Everybody benefits from such a second chance. Most of us have gotten a few breaks in our lives that have enabled them to start fresh, or at the very least, start again. Given the scale of the prison population in Nevada and across the United States, as Martin Luther King Jr. once said, “The time is always right to do what is right.”
Earlier this month, 52 men and women who have recently finished serving their time in prison found themselves back at Las Vegas police headquarters — not for breaking the law, but for breaking through to new, brighter futures and completing a re-entry program that will enable them to improve their lives, families and communities.
As many as 10,000 people are released from prisons each week across the United States. One in three Americans carries some form of a criminal record, and the collateral consequences that come with one — limited access to transportation, housing and job opportunities that can lift them out of a negative cycle. In Nevada, there are 23,000 people in various facilities, and 42,000 overall in the state’s criminal justice system, including those on probation and parole, according to the Prison Policy Initiative.
Both of us have experienced the criminal justice system firsthand — Mark, as a prison guard in Massachusetts, who saw former classmates who made the wrong decisions and paid the price; and Jon, who faced significant challenges to reintegrating to his community after serving time in prison. We have seen the power of redemption — how free people can do extraordinary things for themselves, for their families and their communities.
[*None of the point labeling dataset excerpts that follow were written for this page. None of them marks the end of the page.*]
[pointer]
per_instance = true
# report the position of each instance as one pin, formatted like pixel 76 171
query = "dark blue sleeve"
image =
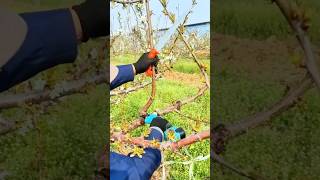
pixel 124 75
pixel 134 168
pixel 50 40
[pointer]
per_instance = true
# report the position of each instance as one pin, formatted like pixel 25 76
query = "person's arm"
pixel 125 167
pixel 125 73
pixel 52 38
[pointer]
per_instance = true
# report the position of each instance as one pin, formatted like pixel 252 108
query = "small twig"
pixel 35 97
pixel 300 27
pixel 143 111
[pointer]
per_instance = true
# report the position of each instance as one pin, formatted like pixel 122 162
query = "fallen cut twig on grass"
pixel 65 89
pixel 222 133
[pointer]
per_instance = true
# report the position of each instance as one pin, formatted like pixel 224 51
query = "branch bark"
pixel 143 111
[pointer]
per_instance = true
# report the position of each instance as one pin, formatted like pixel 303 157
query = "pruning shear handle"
pixel 152 54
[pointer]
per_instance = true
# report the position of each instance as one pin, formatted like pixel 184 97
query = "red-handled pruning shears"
pixel 152 54
pixel 164 39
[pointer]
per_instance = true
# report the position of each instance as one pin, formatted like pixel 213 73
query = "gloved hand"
pixel 144 62
pixel 94 18
pixel 161 123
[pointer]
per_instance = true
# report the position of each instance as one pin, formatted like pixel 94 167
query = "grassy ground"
pixel 72 133
pixel 249 76
pixel 259 19
pixel 178 84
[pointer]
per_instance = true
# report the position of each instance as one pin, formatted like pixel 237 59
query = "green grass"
pixel 259 19
pixel 72 133
pixel 169 91
pixel 183 65
pixel 287 148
That’s why it is so critical for businesses — such as Koch Industries, an employer of more than 67,000 in the United States — and nonprofit organizations — such as HOPE for Prisoners, a re-entry service that provides long-term support to people leaving prison — to work together and find ways to unite people from all backgrounds to restore second chances for all.
For its part, Koch Industries has banned the box on employment applications asking about criminal convictions, choosing to evaluate job candidates on their potential, not their past. Koch also has partnered with the Society for Human Resource Management on the Getting Talent Back to Work pledge, joining partners across business and communities to consider all qualified applicants.
Through mentoring classes that teach finance, business, leadership, professional development and technology, HOPE for Prisoners empowers and enables success in everybody it touches, including individuals released from federal and state correctional facilities, local jails and rehabilitation centers, as well as those participating in special court programs.
More than 300 people attended this month’s graduation ceremony at Las Vegas police headquarters — members of law enforcement, local elected officials, employers, churches, community partners and critically, the graduates’ family members. Joining us on the stage were Gov. Steve Sisolak, Mary Beth Seward, president and CEO of the Las Vegas Metro Chamber, Clark County District Attorney Steve Wolfson and Andy Walsh, deputy chief of the Las Vegas Metropolitan Police Department, as well as Eighth District Judge Eric Johnson ,who administered a special oath as graduates pledged to be productive members of our community. Such support systems are crucial for re-entry success, as independent researchers at Florida State University’s Institute for Justice Research discovered across Florida, Pennsylvania, Kentucky and Texas, the four states piloting the Safe Streets & Second Chances re-entry program in 2019.
It was humbling and awe-inspiring to look out and see so much potential and to realize that there are networks like this all over the country who are doing their part to enhance public safety and restore second chances. They’re not doing it for the glory — they’re doing it because it’s the right thing to do. It makes sense morally, fiscally and constitutionally.
Across the United States, 95 percent of those currently behind bars will one day re-enter our communities. It is incumbent upon us to work together and develop the solutions, programs and partnerships that will help our returning citizens help themselves and become productive members of society. As the latest group of graduates walk across the stage, they know that the path ahead of them is long and fraught with challenges.
It will not be easy to rebuild — or in some cases, build for the first time — the support systems and structures that will help them succeed. It is a monumental effort that will take all institutions in society to realize. These graduates won’t be alone. HOPE for Prisoners has trained and equipped more than 500 people in to serve as mentors, including pastors and church leaders across Southern Nevada, schoolteachers and staff members from institutions of higher learning, law enforcement and program alumni.
But with our daily efforts, we can help these individuals take the first step toward improving their lives and light the way forward for others to follow.
Sometimes, all it takes is a little hope.
Mark Holden is senior vice president of Koch Industries. Jon Ponder is the founder and CEO of HOPE for Prisoners Inc.